BT

Facilitating the Spread of Knowledge and Innovation in Professional Software Development

Write for InfoQ

Topics

Choose your language

InfoQ Homepage Articles Oozie by Example

Oozie by Example

In our previous article [Introduction to Oozie] we described Oozie workflow server and presented an example of a very simple workflow. We also described deployment and configuration of workflow for Oozie and tools for starting, stoping and monitoring Oozie workflows.

In this article we will describe a more complex Oozie example, which will allow us to discuss more Oozie features and demonstrate how to use them.

Defining process

The workflow which we are describing here implements vehicle GPS probe data ingestion. Probes data is delivered to a specific HDFS directory[1] hourly in a form of file, containing all probes for this hour. Probes ingestion is done daily for all 24 files for this day. If the amount of files is 24, an ingestion process should start.

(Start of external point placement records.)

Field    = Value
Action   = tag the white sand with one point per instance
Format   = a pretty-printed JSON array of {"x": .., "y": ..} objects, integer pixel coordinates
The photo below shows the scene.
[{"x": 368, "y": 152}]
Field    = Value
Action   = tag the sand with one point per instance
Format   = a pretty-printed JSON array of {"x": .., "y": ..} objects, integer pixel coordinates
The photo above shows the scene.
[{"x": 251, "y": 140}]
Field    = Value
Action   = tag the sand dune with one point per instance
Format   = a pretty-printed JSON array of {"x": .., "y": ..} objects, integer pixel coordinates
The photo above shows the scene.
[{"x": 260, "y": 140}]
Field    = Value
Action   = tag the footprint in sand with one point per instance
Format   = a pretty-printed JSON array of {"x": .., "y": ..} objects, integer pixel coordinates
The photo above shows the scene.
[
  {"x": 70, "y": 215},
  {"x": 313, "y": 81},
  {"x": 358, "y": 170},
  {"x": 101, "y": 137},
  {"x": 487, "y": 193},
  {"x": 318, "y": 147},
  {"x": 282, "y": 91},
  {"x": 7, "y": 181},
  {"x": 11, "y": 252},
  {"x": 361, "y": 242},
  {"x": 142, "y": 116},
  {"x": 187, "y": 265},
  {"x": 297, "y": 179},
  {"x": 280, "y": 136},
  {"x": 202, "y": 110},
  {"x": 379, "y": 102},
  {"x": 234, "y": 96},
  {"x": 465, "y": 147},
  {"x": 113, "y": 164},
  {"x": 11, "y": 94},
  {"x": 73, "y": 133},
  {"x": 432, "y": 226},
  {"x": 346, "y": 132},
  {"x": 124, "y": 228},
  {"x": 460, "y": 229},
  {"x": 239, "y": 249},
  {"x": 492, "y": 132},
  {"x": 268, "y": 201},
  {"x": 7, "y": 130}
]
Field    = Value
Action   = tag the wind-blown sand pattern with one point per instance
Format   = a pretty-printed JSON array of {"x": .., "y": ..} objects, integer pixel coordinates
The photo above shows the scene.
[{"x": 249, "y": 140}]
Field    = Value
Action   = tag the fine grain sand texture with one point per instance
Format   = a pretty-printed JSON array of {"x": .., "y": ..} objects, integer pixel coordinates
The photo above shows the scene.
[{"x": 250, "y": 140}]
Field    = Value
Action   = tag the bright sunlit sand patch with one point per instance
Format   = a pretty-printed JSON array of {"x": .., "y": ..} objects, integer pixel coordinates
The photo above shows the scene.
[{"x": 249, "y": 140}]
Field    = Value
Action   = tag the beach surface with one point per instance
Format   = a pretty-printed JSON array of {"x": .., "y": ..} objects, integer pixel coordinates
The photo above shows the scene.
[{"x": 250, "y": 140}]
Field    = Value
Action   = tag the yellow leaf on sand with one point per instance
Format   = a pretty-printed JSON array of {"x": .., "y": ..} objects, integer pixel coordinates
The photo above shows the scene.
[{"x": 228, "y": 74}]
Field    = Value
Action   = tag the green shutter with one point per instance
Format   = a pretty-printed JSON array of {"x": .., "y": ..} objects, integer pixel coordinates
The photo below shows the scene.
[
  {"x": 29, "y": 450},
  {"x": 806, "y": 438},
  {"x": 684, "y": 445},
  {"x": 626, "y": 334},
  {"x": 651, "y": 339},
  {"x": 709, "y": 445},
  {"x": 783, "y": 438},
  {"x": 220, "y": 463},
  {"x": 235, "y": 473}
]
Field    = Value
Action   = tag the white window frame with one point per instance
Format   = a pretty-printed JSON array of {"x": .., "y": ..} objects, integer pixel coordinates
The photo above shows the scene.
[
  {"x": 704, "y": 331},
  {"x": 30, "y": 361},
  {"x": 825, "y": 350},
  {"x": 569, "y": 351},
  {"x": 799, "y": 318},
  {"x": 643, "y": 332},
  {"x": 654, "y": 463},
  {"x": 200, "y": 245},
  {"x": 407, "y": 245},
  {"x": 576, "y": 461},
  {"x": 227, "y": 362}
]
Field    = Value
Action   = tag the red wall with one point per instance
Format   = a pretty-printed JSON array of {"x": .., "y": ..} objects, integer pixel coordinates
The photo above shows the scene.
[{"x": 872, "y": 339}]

Otherwise:

  • For the current day do nothing
  • For the previous days – up to 7, send the reminder to the probes provider
  • If the age of the directory is 7 days, ingest all available probes files.

The overall implementation of the process is presented at Figure 1

(Click on the image to enlarge it.)

Figure 1: Process diagram

Here the main process (ingestion process) first calculates directories names for current and 6 previous days and the starts (forks) 7 directory subprocesses (subflows). Once all subprocesses reach the end state, the join step will transfer control to end state.

The subprocess starts by getting information about the directory – its age and amount of files. Based on this information, it makes a decision whether to ingest and archive data, send reminder email or do nothing.

Directory subprocess implementation

The workhorse of our implementation is directory subprocess (Listing 1)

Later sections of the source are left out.